If you’ve not heard of the Safari Bar, and a lot of people haven’t, I’d suggest you read my post about Bognor’s Safari Bar before reading this one.
A quick summary for anyone who can’t recall the details (or can’t be arsed because life’s too short) – a bunch of gay mates ran the cafe and function room attached to Zootopia (aka Bognor Regis zoo), as a gay bar and club after-hours in 1983. Yes, a gay bar in a zoo. It still amazes me whenever I put those words together.
But to get to the point, I was under the impression that the bar opened in early 1983, simply because the earliest mention I was aware of was the flyer for drag double act Rebel Rebel appearing at the bar in February that year. However, some new information has come to light!
Thanks to the wonderful archive at the Bishopsgate Institute in London, three issues of The Lavender Letter newspaper ‘for lesbians and homosexual men’, which was produced in Brighton, have become available. And to my complete surprise, issue three from 3 December 1982 has not one, not two, but three references to the Safari Bar!
Police raid rumours
This article on page three reveals that not only was the Safari Bar already open three nights a week, but there were rumours circulating that the police had raided the venue.

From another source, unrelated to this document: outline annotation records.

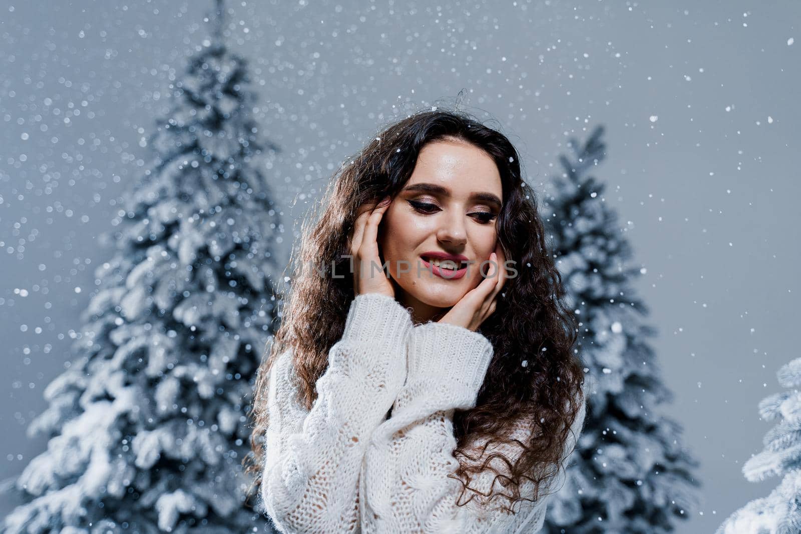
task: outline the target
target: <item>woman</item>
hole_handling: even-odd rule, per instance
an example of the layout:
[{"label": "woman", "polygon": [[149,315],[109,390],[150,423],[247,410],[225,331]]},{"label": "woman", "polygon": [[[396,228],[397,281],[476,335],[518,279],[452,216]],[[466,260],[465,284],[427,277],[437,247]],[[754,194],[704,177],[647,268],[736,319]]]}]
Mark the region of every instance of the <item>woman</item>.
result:
[{"label": "woman", "polygon": [[516,150],[433,109],[334,179],[256,382],[265,510],[285,532],[538,531],[586,404]]}]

Bar manager and licensee Mike Denning states in the article that the police had indeed visited, but that it “had nothing to do with the fact that it’s a gay bar”. He goes on to explain that after 11pm one Friday night “the police saw that the lights were still on and came in to check that people weren’t still drinking”. “But when they saw that none of our customers had an alcoholic drink, they left. That was the end of that.”
Thank heavens for the rumour mill in small seaside towns, or this confirmation that the Safari Bar was already swinging in 1982 would never have appeared.
Peter Burton
The bar gets another brief mention on page seven as part of ‘Peter Burton’s HOTSPOTS: Nightlife News & Views’. For anyone unaware, Peter was a Brighton resident, an author and a journalist for Gay News, who would go on to be lauded as “the Godfather of gay journalism” for his lifetime of championing gay literature.
Towards the end of a full page of reviews and recommendations, this little paragraph appears:
“I find the idea of a bar in a zoo fascinating – and am determined to tootle off to Bognor Regis to see if the stories about The Safari Bar are true. After a few drinks I think I might find the idea of all those animals a wee bit alarming. My fuddled brain might well decide I was seeing things because of one too many… and that would never do.”
Peter Burton
So if news of the Safari Bar was already tempting journalists to “tootle off to Bognor Regis” to investigate, it indicates that the bar had been open for a couple of weeks at the very least. In conclusion My Dear Watson (you might have to be old to get that reference), evidence strongly suggests that the Safari Bar opened in November 1982 (or perhaps even earlier).
Tuesday Disco
Towards the end of the 16 pages of The Lavender Letter was one final little gem just waiting to be discovered – an actual advert for the bar, using their own hand-drawn logo, announcing a new Tuesday Disco. Not only was it an absolute bargain at £1 for dancing until midnight, but your first drink was half price!
Sometimes the utter uniqueness of the bar makes me wonder if it actually did happen. As the article on the police ‘raid’ says:
“The Safari Bar must be a unique first – a gay watering hole set within forty acres of parkland and a zoo made up from ex-circus animals (some of whom co-starred with rock ‘n’ roller Gary Glitter).”
It’s only when I come face to face with undeniable proof, such as this advert, that I know it was really real. So thank you to everyone involved with the bar, for having such a wonderfully wacky dream and making it an equally wacky reality.